Through the site, parents can preregister their children in a DOD school from anywhere in the world, and even while on the move from one installation to another, explained Mike Lynch, chief of policy and legislation for the Department of Defense Education Activity.
The site, located at https://registration.dodea.edu, is open to parents with students entering pre-kindergarten up to 12th grade.
"We want to reduce the time it takes to register children for school," he said. "This way, the school can be ready the day the parents get there so they can get in and out quicker."
The site is intended to aid with new enrollments into Defense Department schools, Lynch said, rather than re-registration requests.
"An online re-registration application is something we're looking at developing for next school year," he said.
Lynch said the site can help military parents worldwide, whether they're moving their children from an off-base school to one on base or are in the early stages of preparing for a move, either stateside or overseas.

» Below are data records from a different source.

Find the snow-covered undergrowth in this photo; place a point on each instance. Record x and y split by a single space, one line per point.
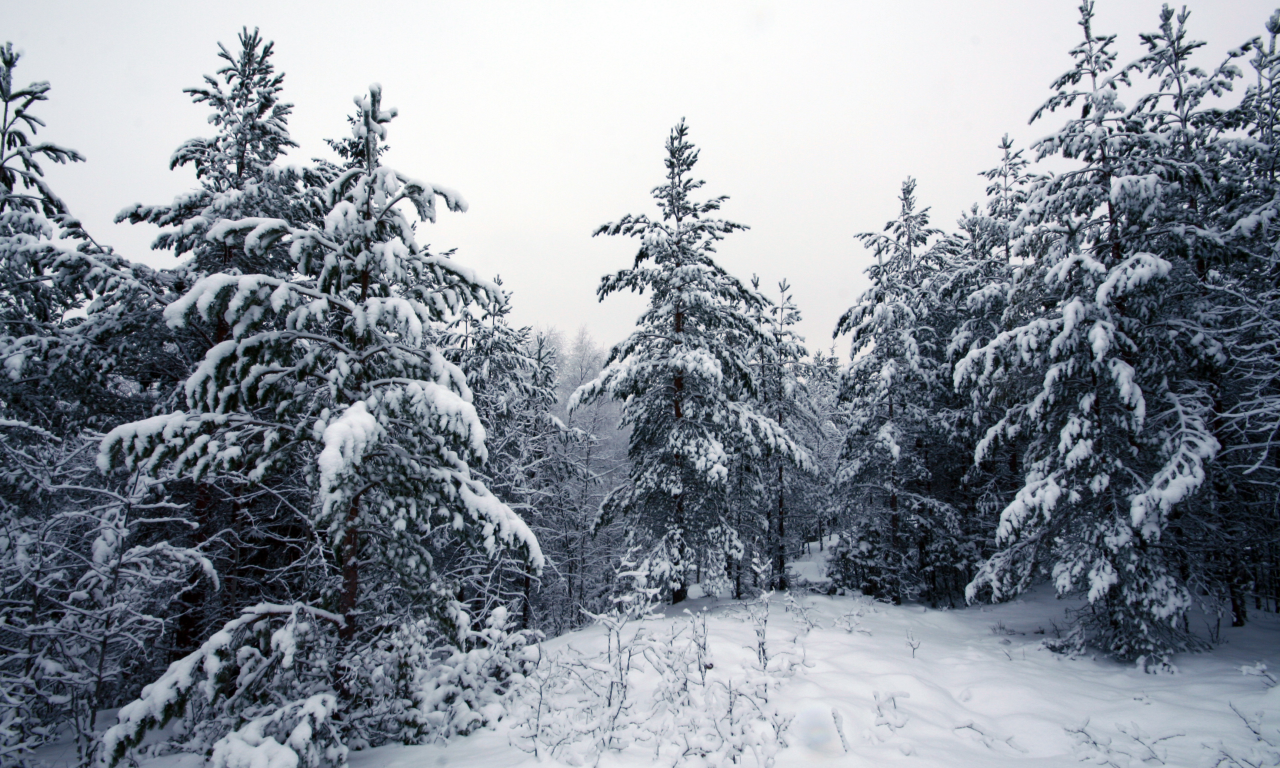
846 681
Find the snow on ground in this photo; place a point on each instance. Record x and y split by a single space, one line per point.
951 688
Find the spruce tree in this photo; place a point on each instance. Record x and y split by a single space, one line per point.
904 529
337 366
685 375
1110 366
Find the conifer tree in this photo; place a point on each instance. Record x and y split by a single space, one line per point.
903 528
337 364
685 374
1121 352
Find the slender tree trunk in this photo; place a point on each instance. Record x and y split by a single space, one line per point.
350 571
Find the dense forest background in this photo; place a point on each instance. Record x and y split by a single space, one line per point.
314 483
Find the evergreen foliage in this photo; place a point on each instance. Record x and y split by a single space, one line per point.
685 375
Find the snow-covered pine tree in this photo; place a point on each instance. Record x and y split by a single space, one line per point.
86 576
60 374
903 529
255 530
784 398
685 375
334 368
236 170
1109 370
584 553
1244 282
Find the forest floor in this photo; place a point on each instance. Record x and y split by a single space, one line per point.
944 688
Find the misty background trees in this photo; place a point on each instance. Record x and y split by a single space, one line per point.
312 489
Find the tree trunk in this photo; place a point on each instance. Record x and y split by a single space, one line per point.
350 572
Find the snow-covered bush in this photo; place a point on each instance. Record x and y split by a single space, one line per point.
649 690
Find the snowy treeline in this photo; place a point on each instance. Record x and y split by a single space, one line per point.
312 492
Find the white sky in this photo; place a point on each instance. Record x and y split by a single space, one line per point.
551 117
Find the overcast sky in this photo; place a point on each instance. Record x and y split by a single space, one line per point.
551 117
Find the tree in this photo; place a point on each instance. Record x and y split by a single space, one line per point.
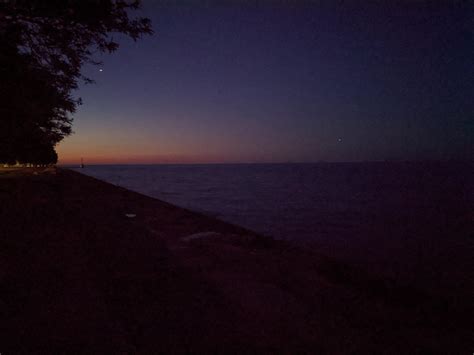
44 45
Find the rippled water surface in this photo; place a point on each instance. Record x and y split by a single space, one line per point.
404 217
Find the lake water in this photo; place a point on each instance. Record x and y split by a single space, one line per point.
407 219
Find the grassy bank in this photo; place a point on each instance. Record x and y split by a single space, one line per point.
91 267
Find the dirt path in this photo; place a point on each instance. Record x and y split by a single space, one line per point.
80 276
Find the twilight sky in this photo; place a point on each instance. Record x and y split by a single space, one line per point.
276 82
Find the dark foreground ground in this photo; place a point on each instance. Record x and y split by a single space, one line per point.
79 276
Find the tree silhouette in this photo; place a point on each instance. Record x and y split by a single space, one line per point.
44 45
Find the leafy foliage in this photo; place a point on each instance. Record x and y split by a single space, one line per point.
44 45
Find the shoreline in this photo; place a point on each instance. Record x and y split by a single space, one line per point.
79 275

Parents who are readying for a move can preregister children even before they know the exact school their child will enter, he noted. On the site, parents can choose options ranging from the community they're moving to down to the specific Defense Department school their child will attend.
"If you're going to Europe, for example, you can pick that option, then the country, community and school," he said. However, "You can stop at any point along the way."
Registrars will be on the lookout for new registration paperwork, he said. And, for those who didn't designate a specific school, the registrar can quickly pull the paperwork from a queue upon the family's arrival.
"It takes only a few minutes to print and have it ready," he said.
The site is simple and easy to navigate, Lynch said. Parents answer questions ranging from student's birth date to citizenship. They also can attach documents, such as military orders and birth certificates, to their online preregistration paperwork.
While the site is designed to streamline the registration process, he said, it doesn't replace the need for an in-person school visit. Parents still will need to stop by the school to update documents, complete other forms, such as bus routes, and sign an official registration request.
Along with parents, the site also offers benefits for school officials, Lynch noted. Since the system generates prefilled forms, it eliminates the need to have registrars transfer data from sometimes hard-to-decipher handwritten registration forms. Additionally, the schools can better track the number of incoming students.
"But that's not why we're doing this," Lynch said. "We're committed to making school transitions easier, and we believe that improving the school registration process is the perfect place to start."